Beginning Courageous Conversations about Race, from Everyday Antiracism

At POCC, I picked up two books: White Like Me, by Tim Wise,
which I read cover to cover in the week following the conference,
and Everyday Antiracism, a collection of essays specifically for
teachers, edited by Mica Pollock. I’ve begun reading through the
essays and came to this one, Beginning Courageous Conversations
about Race. It has prompted me to finally write some of my
reflections about my experience at POCC. The four principles are
this: 1) Stay engaged. I think POCC more than any conference has
made me more reflective about who I am and who others are. I find
myself very aware of race and behaviors, constantly searching for
microaggressions and bringing it up in conversations with people,
almost probing to see if others are willing to talk about it. I
find myself seeking out people who have a more developed racial
identity so that I can listen to how they speak and what they
think. 2) Expect to experience discomfort. Oh yes. Falling silent
because you’re not sure how not to say the wrong thing? Yep.
Worrying that you’ve already said the wrong thing? Yep. I live in a
world where people mostly agree. And when we don’t, everyone is
very nice about it. When you begin to see terrible inequities and
racism in the fabric of your reality and it feels like you are the
only one seeing it, yes, you could say it’s uncomfortable, though
that’s a bit of an understatement. But even in my shifted world
view, I’m expected to carry on as though nothing’s changed, have
polite and thoughtful conversations, be nice about it, even when I
want everyone to be jumping up and down with urgency for the change
needed. At POCC, one of the best sessions I went to was about how
white children are racially socialized. I forget the prompting
statement, but a black man stood up and said something to the
effect of, “I’m tired of our kids having to suffer just so you
[white people] can keep figuring out how to cope with race!” This
really made an impression on me. It IS my responsibility NOW to be
racially competent. 3) Speak your truth. I have two thoughts on
this. I am grateful for the many people I have around me who are
always willing to engage with me. Second, I think I don’t always
recognize who is and who isn’t ready and able to. I tend to drop
small bombs in informal conversations with statements about how
uninclusive something is or the lack of diversity in children’s
books, for example. It might catch the other person off guard,
which is maybe why I do it, but I need to find more constructive
ways of engaging with others on this topic. 4) Expect and accept a
lack of closure. One of my beliefs that was shattered (in a good
way, though tough at the time) at POCC, is that the sheltered
environment of an independent school, where people are nice and
teachers are thoughtful and the harsh reality of the world is kept
away, is a good thing. Actually, it’s just a magnification of white
privilege. Yikes. I love the school I grew up at and the two
institutions at which I have taught, and never would I have thought
that what we were doing was actually worse than the real world!

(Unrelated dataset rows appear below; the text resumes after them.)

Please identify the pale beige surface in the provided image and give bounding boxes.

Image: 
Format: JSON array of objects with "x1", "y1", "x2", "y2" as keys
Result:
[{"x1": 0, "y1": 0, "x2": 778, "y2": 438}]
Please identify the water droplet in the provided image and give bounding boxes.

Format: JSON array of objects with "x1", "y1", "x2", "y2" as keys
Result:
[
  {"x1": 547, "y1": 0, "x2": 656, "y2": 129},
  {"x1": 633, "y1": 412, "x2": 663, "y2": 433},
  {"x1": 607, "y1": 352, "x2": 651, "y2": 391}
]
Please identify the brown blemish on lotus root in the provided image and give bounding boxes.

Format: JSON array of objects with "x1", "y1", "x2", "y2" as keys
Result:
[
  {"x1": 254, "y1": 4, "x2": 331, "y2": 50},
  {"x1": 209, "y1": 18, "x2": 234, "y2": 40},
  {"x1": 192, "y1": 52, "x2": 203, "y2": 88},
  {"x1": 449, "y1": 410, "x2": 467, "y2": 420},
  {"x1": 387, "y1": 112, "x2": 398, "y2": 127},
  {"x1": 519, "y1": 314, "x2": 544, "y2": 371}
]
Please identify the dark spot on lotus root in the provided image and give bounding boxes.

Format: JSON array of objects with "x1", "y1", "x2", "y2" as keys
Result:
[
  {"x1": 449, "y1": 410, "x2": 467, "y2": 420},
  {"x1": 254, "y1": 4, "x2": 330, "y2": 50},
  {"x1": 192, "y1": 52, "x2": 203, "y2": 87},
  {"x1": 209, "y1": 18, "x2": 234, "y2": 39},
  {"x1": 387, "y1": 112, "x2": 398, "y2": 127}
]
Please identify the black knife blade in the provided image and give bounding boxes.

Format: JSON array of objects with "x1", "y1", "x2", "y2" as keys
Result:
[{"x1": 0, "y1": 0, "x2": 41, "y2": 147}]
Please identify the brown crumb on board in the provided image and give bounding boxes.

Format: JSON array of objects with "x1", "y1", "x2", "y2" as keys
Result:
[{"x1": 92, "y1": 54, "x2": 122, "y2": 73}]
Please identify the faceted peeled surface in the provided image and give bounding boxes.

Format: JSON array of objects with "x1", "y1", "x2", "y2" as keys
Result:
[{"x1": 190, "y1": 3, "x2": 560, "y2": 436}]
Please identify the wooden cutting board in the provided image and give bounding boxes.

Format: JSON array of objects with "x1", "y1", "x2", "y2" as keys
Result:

Unpacking white privilege as it relates to independent schools is
an essential next step in my commitment to education and to who I
am as a person. I worry about sharing these thoughts publicly. In a
time when everything written can come back to haunt, I fear these
words will get taken out of context or that when I’ve gone further
down this journey, I’ll look back and judge my naïveté. But I will
be courageous and speak my truth and be gentle with myself, as I
would with others and hope they would with me. Thank you for
reading and being on this journey with me.